À la question, « Pourquoi le calcul haute performance ? », sa réponse est simple : « C’est un domaine que je trouve intéressant parce que j’ai l’impression qu’on aide un peu tout le monde dans tellement de domaines différents. » En effet, les applications de ce dernier sont multiples : optimisation de la production d’énergie, modélisation climatique, études géophysiques, analyses financières, montage de longs-métrages, réalisation d’effets spéciaux…

Hommes devant des ordinateurs à calcul haute performance

© Inria / Photo C. Morel

Après le lycée, je voulais être professeure de maths.

Les mots d’ordre : optimisation et vérification

Parfois, des erreurs se glissent dans ces calculs, produisant des résultats faussés ou des blocages. C’est à ce moment qu’Emmanuelle intervient. Son but est de développer des techniques afin d’optimiser au mieux les calculs et de détecter les erreurs plus rapidement. Dans ce milieu, l’optimisation et la vérification occupent une place centrale. « On veut de la performance, parce que le but est toujours d’aller plus vite. Pour moi, le plus important, c’est d’avoir des calculs justes, d’où l’importance de la vérification », nous dit Emmanuelle. À la question, « Quels sont les défis à relever selon vous dans ce domaine ? », elle nous répond : « Ce qui représente un défi, mais qui est aussi stimulant dans ce milieu, c’est le fait de découvrir de nouvelles technologies. » En effet, le calcul haute performance demande d’être en constante évolution. L’apprentissage ne s’arrête jamais, c’est certainement ce qui en fait sa force, « je pense que je m’ennuierais sans ça ».

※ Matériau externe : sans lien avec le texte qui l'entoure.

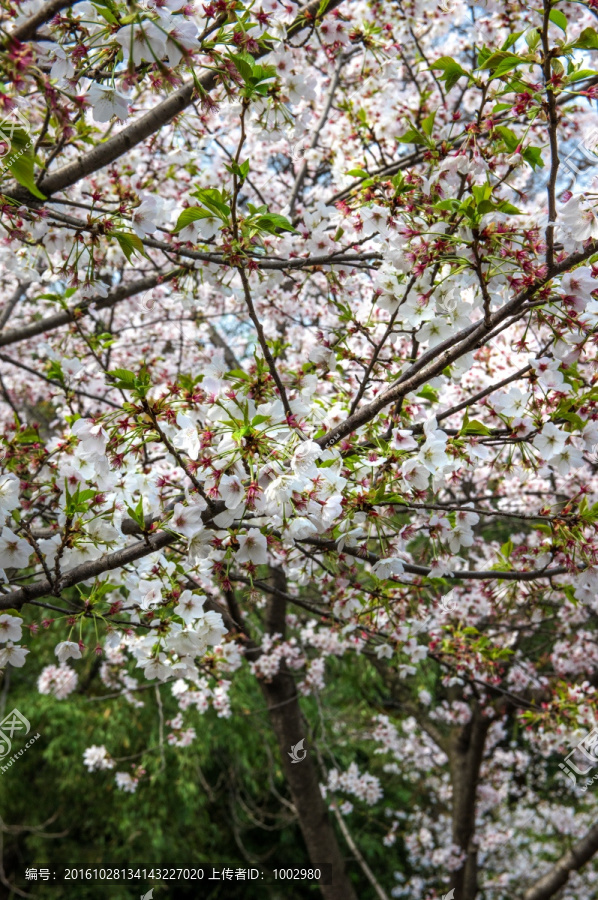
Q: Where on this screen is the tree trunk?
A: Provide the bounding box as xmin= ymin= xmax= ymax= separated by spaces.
xmin=449 ymin=706 xmax=491 ymax=900
xmin=260 ymin=570 xmax=357 ymax=900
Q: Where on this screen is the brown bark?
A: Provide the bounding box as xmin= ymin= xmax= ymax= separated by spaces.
xmin=448 ymin=706 xmax=492 ymax=900
xmin=245 ymin=570 xmax=357 ymax=900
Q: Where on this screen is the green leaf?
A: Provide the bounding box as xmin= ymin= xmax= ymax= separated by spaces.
xmin=496 ymin=200 xmax=521 ymax=216
xmin=573 ymin=28 xmax=598 ymax=50
xmin=422 ymin=111 xmax=436 ymax=137
xmin=397 ymin=128 xmax=428 ymax=147
xmin=174 ymin=206 xmax=215 ymax=234
xmin=461 ymin=419 xmax=490 ymax=434
xmin=417 ymin=384 xmax=438 ymax=403
xmin=106 ymin=369 xmax=136 ymax=390
xmin=113 ymin=231 xmax=147 ymax=262
xmin=0 ymin=123 xmax=46 ymax=200
xmin=500 ymin=31 xmax=523 ymax=50
xmin=548 ymin=9 xmax=568 ymax=33
xmin=255 ymin=213 xmax=297 ymax=234
xmin=567 ymin=69 xmax=597 ymax=84
xmin=229 ymin=53 xmax=253 ymax=84
xmin=500 ymin=541 xmax=515 ymax=559
xmin=521 ymin=147 xmax=544 ymax=169
xmin=191 ymin=188 xmax=230 ymax=221
xmin=494 ymin=125 xmax=519 ymax=153
xmin=430 ymin=56 xmax=469 ymax=91
xmin=478 ymin=50 xmax=523 ymax=71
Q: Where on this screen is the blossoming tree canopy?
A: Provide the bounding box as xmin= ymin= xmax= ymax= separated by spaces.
xmin=0 ymin=0 xmax=598 ymax=900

Deux personnes devant la Maison de la Simulation

© Inria / Maison de la Simulation / Photo H. Raguet

Les chercheur·euse·s travaillent seul·e·s ?

De nombreux préjugés circulent autour du monde de la recherche. Un des plus courants est que les chercheur·euse·s travaillent seuls dans leur laboratoire, coupés du monde. Emmanuelle nous affirme que ce n’est pas du tout le cas : « Je travaille toujours en équipe, on échange énormément avec les collègues, avec des personnes du domaine, je travaille aussi avec les étudiants. C’est très rare de travailler seul. »

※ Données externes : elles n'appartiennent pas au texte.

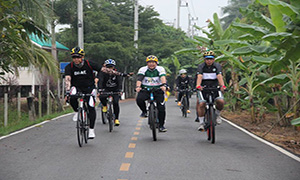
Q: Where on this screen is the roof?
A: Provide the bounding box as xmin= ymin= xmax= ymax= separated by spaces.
xmin=29 ymin=33 xmax=69 ymax=51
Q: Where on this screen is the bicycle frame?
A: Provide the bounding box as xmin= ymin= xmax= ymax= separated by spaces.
xmin=178 ymin=88 xmax=189 ymax=117
xmin=142 ymin=88 xmax=160 ymax=141
xmin=198 ymin=87 xmax=220 ymax=143
xmin=70 ymin=92 xmax=93 ymax=147
xmin=100 ymin=91 xmax=120 ymax=132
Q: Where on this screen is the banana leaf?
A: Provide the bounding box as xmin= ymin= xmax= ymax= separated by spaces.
xmin=291 ymin=117 xmax=300 ymax=126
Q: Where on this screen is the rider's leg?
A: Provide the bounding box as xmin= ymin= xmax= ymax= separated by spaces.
xmin=197 ymin=101 xmax=206 ymax=131
xmin=113 ymin=94 xmax=120 ymax=119
xmin=154 ymin=93 xmax=167 ymax=132
xmin=99 ymin=95 xmax=107 ymax=112
xmin=186 ymin=91 xmax=190 ymax=109
xmin=70 ymin=97 xmax=78 ymax=112
xmin=216 ymin=98 xmax=225 ymax=124
xmin=177 ymin=92 xmax=182 ymax=106
xmin=136 ymin=91 xmax=149 ymax=115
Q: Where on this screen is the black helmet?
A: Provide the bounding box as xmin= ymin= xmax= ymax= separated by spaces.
xmin=70 ymin=47 xmax=85 ymax=57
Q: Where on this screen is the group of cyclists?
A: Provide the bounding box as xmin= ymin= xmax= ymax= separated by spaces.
xmin=65 ymin=47 xmax=226 ymax=139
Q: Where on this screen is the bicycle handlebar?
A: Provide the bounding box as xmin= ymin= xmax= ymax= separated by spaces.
xmin=70 ymin=92 xmax=94 ymax=98
xmin=99 ymin=91 xmax=121 ymax=96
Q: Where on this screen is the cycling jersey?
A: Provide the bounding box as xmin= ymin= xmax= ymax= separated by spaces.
xmin=138 ymin=66 xmax=166 ymax=88
xmin=197 ymin=62 xmax=222 ymax=86
xmin=98 ymin=72 xmax=122 ymax=92
xmin=176 ymin=76 xmax=190 ymax=89
xmin=65 ymin=60 xmax=101 ymax=88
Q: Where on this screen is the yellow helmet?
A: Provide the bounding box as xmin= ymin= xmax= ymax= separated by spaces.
xmin=146 ymin=55 xmax=158 ymax=63
xmin=70 ymin=47 xmax=85 ymax=57
xmin=203 ymin=50 xmax=216 ymax=58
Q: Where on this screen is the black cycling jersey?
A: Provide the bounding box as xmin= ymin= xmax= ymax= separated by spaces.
xmin=176 ymin=76 xmax=190 ymax=89
xmin=98 ymin=72 xmax=122 ymax=92
xmin=197 ymin=62 xmax=222 ymax=86
xmin=65 ymin=60 xmax=101 ymax=88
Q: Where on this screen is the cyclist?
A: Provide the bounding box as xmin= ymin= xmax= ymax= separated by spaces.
xmin=136 ymin=55 xmax=167 ymax=132
xmin=176 ymin=69 xmax=191 ymax=113
xmin=98 ymin=59 xmax=122 ymax=126
xmin=65 ymin=47 xmax=101 ymax=139
xmin=196 ymin=50 xmax=226 ymax=131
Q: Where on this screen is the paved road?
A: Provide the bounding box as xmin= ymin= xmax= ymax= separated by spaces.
xmin=0 ymin=96 xmax=300 ymax=180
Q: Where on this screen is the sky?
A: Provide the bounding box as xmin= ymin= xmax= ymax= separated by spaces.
xmin=56 ymin=0 xmax=228 ymax=35
xmin=138 ymin=0 xmax=228 ymax=34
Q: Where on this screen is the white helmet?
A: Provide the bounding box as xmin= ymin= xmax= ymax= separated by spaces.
xmin=179 ymin=69 xmax=187 ymax=74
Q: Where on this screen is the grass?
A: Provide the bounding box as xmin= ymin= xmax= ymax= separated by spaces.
xmin=0 ymin=107 xmax=73 ymax=136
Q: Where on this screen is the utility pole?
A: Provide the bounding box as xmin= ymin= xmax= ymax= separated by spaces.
xmin=177 ymin=0 xmax=188 ymax=29
xmin=133 ymin=0 xmax=139 ymax=50
xmin=78 ymin=0 xmax=84 ymax=49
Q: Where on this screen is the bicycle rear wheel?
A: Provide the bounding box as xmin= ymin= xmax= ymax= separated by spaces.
xmin=209 ymin=107 xmax=216 ymax=144
xmin=101 ymin=108 xmax=107 ymax=124
xmin=76 ymin=109 xmax=83 ymax=147
xmin=83 ymin=111 xmax=89 ymax=143
xmin=107 ymin=104 xmax=114 ymax=132
xmin=148 ymin=104 xmax=157 ymax=141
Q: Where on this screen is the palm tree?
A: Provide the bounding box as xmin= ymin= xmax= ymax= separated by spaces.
xmin=221 ymin=0 xmax=252 ymax=29
xmin=0 ymin=0 xmax=58 ymax=75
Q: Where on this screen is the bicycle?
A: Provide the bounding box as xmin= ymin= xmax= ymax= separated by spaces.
xmin=100 ymin=91 xmax=120 ymax=132
xmin=70 ymin=92 xmax=93 ymax=147
xmin=142 ymin=88 xmax=161 ymax=141
xmin=198 ymin=87 xmax=221 ymax=144
xmin=99 ymin=102 xmax=107 ymax=124
xmin=178 ymin=88 xmax=189 ymax=117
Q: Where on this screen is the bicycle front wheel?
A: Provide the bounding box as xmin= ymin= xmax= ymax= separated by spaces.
xmin=148 ymin=104 xmax=157 ymax=141
xmin=209 ymin=107 xmax=216 ymax=144
xmin=76 ymin=109 xmax=84 ymax=147
xmin=101 ymin=107 xmax=107 ymax=124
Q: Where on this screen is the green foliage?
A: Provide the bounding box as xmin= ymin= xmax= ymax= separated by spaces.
xmin=0 ymin=0 xmax=58 ymax=76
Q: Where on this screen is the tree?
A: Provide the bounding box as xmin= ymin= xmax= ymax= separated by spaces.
xmin=0 ymin=0 xmax=58 ymax=79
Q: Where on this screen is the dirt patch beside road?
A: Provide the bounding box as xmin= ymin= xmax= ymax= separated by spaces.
xmin=222 ymin=111 xmax=300 ymax=156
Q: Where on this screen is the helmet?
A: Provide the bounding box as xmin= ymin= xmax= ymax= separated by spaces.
xmin=203 ymin=50 xmax=216 ymax=59
xmin=179 ymin=69 xmax=187 ymax=74
xmin=70 ymin=47 xmax=85 ymax=57
xmin=104 ymin=59 xmax=116 ymax=66
xmin=146 ymin=55 xmax=158 ymax=63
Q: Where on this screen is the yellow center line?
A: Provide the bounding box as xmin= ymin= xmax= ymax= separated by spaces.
xmin=125 ymin=152 xmax=134 ymax=158
xmin=128 ymin=143 xmax=136 ymax=149
xmin=120 ymin=163 xmax=130 ymax=171
xmin=131 ymin=137 xmax=137 ymax=141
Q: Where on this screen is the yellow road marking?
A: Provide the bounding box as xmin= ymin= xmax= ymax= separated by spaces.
xmin=128 ymin=143 xmax=136 ymax=148
xmin=125 ymin=152 xmax=134 ymax=158
xmin=131 ymin=137 xmax=137 ymax=141
xmin=120 ymin=163 xmax=130 ymax=171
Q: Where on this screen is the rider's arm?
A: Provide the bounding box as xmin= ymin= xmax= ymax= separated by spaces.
xmin=97 ymin=71 xmax=104 ymax=89
xmin=217 ymin=74 xmax=225 ymax=87
xmin=196 ymin=74 xmax=203 ymax=88
xmin=117 ymin=76 xmax=123 ymax=92
xmin=160 ymin=76 xmax=167 ymax=84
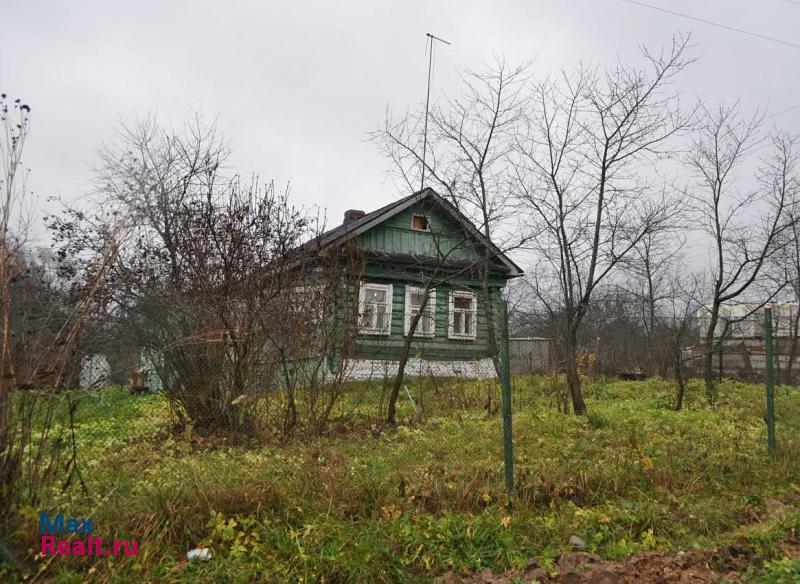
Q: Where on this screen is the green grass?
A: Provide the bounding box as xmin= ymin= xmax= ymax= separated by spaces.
xmin=6 ymin=377 xmax=800 ymax=582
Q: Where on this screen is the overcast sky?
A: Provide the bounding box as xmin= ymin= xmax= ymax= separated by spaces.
xmin=0 ymin=0 xmax=800 ymax=244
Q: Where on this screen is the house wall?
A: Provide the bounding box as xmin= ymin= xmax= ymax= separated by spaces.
xmin=352 ymin=270 xmax=496 ymax=361
xmin=351 ymin=205 xmax=505 ymax=370
xmin=360 ymin=204 xmax=483 ymax=260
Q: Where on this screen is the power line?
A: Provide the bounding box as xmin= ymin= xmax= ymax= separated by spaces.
xmin=764 ymin=103 xmax=800 ymax=120
xmin=622 ymin=0 xmax=800 ymax=49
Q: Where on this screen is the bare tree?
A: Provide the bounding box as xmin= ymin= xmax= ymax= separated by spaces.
xmin=516 ymin=37 xmax=691 ymax=414
xmin=625 ymin=232 xmax=685 ymax=375
xmin=372 ymin=59 xmax=528 ymax=372
xmin=0 ymin=94 xmax=116 ymax=532
xmin=686 ymin=103 xmax=797 ymax=404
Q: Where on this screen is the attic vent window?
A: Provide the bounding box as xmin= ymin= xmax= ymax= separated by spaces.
xmin=411 ymin=215 xmax=431 ymax=231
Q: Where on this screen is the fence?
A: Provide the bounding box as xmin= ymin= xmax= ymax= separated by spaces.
xmin=508 ymin=337 xmax=551 ymax=375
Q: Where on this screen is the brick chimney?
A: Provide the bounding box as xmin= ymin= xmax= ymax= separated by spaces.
xmin=343 ymin=209 xmax=366 ymax=223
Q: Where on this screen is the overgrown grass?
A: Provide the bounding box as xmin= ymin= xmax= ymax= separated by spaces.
xmin=3 ymin=376 xmax=800 ymax=582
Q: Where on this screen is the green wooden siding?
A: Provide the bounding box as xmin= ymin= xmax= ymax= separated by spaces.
xmin=360 ymin=205 xmax=483 ymax=260
xmin=338 ymin=198 xmax=506 ymax=361
xmin=354 ymin=278 xmax=490 ymax=361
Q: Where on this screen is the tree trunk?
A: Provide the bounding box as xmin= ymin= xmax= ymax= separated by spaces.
xmin=564 ymin=332 xmax=586 ymax=416
xmin=703 ymin=304 xmax=721 ymax=406
xmin=386 ymin=286 xmax=428 ymax=426
xmin=673 ymin=345 xmax=686 ymax=412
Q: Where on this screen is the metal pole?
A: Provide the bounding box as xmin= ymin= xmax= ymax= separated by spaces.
xmin=419 ymin=32 xmax=450 ymax=190
xmin=498 ymin=300 xmax=514 ymax=497
xmin=764 ymin=306 xmax=776 ymax=457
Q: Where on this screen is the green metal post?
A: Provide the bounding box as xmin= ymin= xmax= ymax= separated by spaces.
xmin=498 ymin=300 xmax=514 ymax=497
xmin=764 ymin=306 xmax=775 ymax=457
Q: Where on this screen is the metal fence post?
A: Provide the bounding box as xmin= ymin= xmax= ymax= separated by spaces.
xmin=764 ymin=306 xmax=776 ymax=457
xmin=498 ymin=300 xmax=514 ymax=497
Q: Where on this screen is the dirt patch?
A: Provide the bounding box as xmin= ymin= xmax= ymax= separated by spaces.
xmin=434 ymin=538 xmax=800 ymax=584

De plus, le monde du codage et de l’informatique semble, de l’extérieur, être majoritairement masculin. C’est ce que nous confirme Emmanuelle : « C’est complètement vrai. Par exemple, dans mon master, on était deux filles. Dans la promotion où je donne des cours, sur 18 étudiants il y a deux filles, c’est un problème. » De nombreuses raisons sont à l’origine de ce phénomène. Des initiatives apparaissent toutefois pour tenter de palier à cela nous apprend Madame Saillard, comme l’initiative : « Moi informaticienne – Moi mathématicienne », à laquelle elle prend part. Créée à l’université de Bordeaux et maintenant associée à Inria, elle permet à des filles de troisième et seconde de venir découvrir ces domaines pendant une semaine à l’université. À cela s’ajoute également le programme « Tech pour toutes », ayant pour but d’accompagner les jeunes filles voulant réaliser des études supérieures dans le numérique.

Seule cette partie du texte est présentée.